Job Description
The Opportunity:
In this role, you will be instrumental in designing, implementing, and enhancing our state-of-the-art testing and performance evaluation processes centered around our cutting-edge data center Gen AI inference product. You will play a critical role in ensuring the quality and reliability of our multimodal AI inferencing systems, designed for deployment in data centers and enterprise networks. Your expertise will shape our Hardware-in-the-Loop (HIL) testbeds and automated testing suites, guaranteeing quality and exceeding performance expectations for our AI solutions. You will have the opportunity to build and lead a high-performing team of system test engineers, fostering their growth and development within the organization.
What You'll Do:
- Lead the Recogni system test team focused on delivering the highest-quality and best-performing multimodal generative AI inference acceleration hardware and software systems.

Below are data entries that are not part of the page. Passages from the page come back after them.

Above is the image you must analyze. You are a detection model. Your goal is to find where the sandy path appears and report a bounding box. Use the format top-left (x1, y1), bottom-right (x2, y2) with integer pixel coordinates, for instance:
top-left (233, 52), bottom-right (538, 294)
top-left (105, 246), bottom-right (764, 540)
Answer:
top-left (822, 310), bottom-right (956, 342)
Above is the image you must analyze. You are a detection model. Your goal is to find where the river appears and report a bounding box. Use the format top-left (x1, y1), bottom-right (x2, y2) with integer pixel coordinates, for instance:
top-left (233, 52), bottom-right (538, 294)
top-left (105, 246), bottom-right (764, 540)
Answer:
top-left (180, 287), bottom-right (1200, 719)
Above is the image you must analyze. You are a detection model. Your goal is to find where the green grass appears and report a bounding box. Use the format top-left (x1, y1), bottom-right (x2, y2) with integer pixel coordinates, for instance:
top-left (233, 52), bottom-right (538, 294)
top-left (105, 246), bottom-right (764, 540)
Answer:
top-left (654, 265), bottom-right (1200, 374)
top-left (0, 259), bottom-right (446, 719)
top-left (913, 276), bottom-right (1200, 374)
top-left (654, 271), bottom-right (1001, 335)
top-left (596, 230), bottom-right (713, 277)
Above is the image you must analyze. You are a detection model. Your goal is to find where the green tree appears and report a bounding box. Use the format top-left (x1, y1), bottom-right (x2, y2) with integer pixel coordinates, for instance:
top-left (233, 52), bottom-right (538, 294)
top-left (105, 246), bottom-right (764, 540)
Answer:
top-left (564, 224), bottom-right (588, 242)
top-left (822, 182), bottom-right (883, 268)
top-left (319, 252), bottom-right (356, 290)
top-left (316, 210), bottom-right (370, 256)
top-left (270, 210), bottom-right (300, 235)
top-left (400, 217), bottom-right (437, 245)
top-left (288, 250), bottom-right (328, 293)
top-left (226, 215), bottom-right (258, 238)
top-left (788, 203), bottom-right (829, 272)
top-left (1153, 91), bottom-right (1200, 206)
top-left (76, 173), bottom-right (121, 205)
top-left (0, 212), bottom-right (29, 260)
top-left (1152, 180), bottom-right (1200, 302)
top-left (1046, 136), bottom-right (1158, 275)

- Work closely with multi-functional teams to understand requirements and then devise and execute test plans for both automated and manual hardware-in-the-loop (HIL) testing of new hardware and software releases; visualize results via test dashboards that convey regression, stability, KPIs, benchmark performance, power consumption, and other metrics.
- Drive new system setup & bring up while championing continuous quality improvement initiatives, reporting issues, and providing valuable feedback to engineering peers that improve product quality.
What You'll Bring:
- Bachelor's or Master's degree in Computer Science, Computer Engineering, Electronics, or a related field.
- 7+ years of proven experience designing and implementing post-silicon, system-level HIL testbeds, ideally with an established data center equipment supplier, hyperscaler, or cloud service provider.
- Deep understanding of automated testing frameworks and methodologies, with demonstrable proficiency in Python and bash scripting, communicating and controlling instruments, automatically driving measurement setups, performing data analysis, and extracting key performance parameters.
- Knowledge of Kubernetes, networking architecture, and protocols within data center environments, with exposure to server/network virtualization and container technologies.
- Hands-on experience with at least one popular Networking Operating Systems such as NX-OS, IOS, EOS, JunOS, Cumulus Linux, or SONiC.
- Aptitude for systematic documentation and reporting of test results.
- Excellent communication and collaboration abilities across different teams, with a willingness to occasionally travel and lead others.
Bonus Qualifications:
- Experience with DevOps tools and CI/CD pipelines.
- Knowledge of AI acceleration hardware.
- PyTorch, C++, and Rust expertise.
- Familiarity with current Gen AI model development and benchmarking practices.
Recogni's culture was built on the following values that are equally important to us as business:
- Put people first. We only succeed when our people succeed.
- Ethics and integrity always; Being open, honest, and respectful of everyone.
- Think Big. Be ambitious and have audacious goals.
- Aim for excellence. Quality and excellence count in everything we do.
- Own it and get it done. Results matter!
- Make Each Person Better together than they would be as an individual.
- Embrace each others’ differences.
- Embrace that there will be differences.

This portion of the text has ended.